Within a few minutes, Confederate shells began falling on map square B-18. The bombardment coming down on the Confederate soldiers south of Grove City slowed but didn't stop. Tom Colleton shouted for Duffy again. The wireless man scrambled out of the shell hole and came over to him, his belly never getting any higher off the ground than a snake's. Duffy changed frequencies, bawled into the mike once more, and gave Tom a thumbs-up before wriggling back to what he hoped was safety.
Dive bombers screamed out of the sky a quarter of an hour later. Screamed was the operative word; the Mules (soldiers often called them Asskickers) had wind-powered sirens built into their nonretractable landing gear, to make them as demoralizing as possible. They swooped down on the U.S. artillery so fast and at so steep an angle, Tom thought they would surely keep going and crash, turning themselves into bombs, too.

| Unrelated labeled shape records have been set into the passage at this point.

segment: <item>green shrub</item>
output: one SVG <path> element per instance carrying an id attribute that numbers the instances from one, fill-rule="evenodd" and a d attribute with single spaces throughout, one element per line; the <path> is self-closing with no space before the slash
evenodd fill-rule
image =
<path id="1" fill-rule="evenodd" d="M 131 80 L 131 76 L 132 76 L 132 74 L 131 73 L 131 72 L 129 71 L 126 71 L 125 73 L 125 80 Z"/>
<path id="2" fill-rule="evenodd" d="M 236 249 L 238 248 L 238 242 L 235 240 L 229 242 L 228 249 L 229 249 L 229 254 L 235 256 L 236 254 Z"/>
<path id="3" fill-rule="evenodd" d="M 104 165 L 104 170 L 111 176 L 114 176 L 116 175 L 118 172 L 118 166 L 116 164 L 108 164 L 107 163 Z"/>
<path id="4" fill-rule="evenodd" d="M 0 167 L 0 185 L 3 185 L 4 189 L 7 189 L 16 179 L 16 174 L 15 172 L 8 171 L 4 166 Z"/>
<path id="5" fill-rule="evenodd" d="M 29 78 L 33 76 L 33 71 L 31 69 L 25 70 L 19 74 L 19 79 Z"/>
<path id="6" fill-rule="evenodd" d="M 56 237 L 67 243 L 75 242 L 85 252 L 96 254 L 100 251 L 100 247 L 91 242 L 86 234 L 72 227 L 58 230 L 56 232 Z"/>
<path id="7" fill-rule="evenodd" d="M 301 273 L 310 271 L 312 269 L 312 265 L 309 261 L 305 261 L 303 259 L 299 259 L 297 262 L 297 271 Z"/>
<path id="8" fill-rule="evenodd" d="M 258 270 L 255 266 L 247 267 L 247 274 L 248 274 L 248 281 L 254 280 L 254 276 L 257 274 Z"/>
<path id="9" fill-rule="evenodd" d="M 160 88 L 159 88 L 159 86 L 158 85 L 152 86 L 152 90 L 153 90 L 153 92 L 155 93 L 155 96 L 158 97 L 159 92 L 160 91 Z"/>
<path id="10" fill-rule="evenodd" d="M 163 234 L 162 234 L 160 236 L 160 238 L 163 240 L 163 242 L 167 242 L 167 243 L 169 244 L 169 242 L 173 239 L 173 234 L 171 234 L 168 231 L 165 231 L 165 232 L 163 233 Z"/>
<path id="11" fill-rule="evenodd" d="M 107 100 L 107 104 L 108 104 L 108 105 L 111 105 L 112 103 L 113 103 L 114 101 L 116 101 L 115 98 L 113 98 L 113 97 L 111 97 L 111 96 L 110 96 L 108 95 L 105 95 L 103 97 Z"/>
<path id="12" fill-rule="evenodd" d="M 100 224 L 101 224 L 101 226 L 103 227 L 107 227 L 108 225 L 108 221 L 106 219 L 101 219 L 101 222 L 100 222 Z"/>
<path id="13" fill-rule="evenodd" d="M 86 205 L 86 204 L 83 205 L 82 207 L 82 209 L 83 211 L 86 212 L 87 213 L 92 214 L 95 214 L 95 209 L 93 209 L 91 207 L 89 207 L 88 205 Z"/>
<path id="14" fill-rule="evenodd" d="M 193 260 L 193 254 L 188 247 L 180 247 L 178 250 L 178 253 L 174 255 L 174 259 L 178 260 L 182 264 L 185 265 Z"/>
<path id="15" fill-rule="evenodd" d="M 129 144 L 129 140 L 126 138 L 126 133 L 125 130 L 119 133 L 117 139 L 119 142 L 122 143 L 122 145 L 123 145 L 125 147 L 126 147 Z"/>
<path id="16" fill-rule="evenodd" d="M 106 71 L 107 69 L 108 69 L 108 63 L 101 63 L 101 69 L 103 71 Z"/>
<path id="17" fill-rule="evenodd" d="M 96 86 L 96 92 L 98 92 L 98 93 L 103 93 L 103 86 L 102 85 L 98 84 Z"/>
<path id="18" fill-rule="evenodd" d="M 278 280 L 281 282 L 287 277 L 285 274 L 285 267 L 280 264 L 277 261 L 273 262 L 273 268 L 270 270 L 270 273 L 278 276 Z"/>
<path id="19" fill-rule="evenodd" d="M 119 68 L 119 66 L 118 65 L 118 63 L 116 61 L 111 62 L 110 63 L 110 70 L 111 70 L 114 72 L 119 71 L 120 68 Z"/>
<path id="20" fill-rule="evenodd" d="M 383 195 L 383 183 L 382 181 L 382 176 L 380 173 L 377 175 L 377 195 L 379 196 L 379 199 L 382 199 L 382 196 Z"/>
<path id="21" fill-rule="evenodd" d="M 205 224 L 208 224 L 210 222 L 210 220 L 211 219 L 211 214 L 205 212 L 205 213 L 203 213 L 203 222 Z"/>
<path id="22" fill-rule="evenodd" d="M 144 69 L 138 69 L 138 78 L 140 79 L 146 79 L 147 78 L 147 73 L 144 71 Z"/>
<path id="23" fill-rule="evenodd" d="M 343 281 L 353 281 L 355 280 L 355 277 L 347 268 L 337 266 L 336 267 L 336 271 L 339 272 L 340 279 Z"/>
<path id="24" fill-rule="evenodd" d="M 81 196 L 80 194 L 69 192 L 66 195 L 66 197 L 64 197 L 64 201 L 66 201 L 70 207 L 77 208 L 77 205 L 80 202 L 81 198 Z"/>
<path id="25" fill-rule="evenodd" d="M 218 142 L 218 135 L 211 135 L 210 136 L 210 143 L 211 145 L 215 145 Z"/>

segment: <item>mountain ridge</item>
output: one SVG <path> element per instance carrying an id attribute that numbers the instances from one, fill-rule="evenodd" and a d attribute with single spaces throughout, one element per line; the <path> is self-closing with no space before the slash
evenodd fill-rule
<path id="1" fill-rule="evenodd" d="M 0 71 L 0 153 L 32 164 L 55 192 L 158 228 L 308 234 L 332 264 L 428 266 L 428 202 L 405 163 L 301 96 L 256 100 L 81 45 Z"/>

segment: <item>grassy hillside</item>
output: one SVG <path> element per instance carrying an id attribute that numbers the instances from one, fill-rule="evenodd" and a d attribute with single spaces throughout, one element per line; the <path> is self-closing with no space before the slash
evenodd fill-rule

He'd watched Mules in action before. They always made him worry that way. He'd seen a couple of them shot down-if Yankee fighters got anywhere near them, they were dead meat. But they didn't fly themselves into the ground, no matter how much it looked as if they would. One after another, they released the bombs they carried under their bellies, pulled out of their dives, and, engines roaring, raced away at not much above treetop height.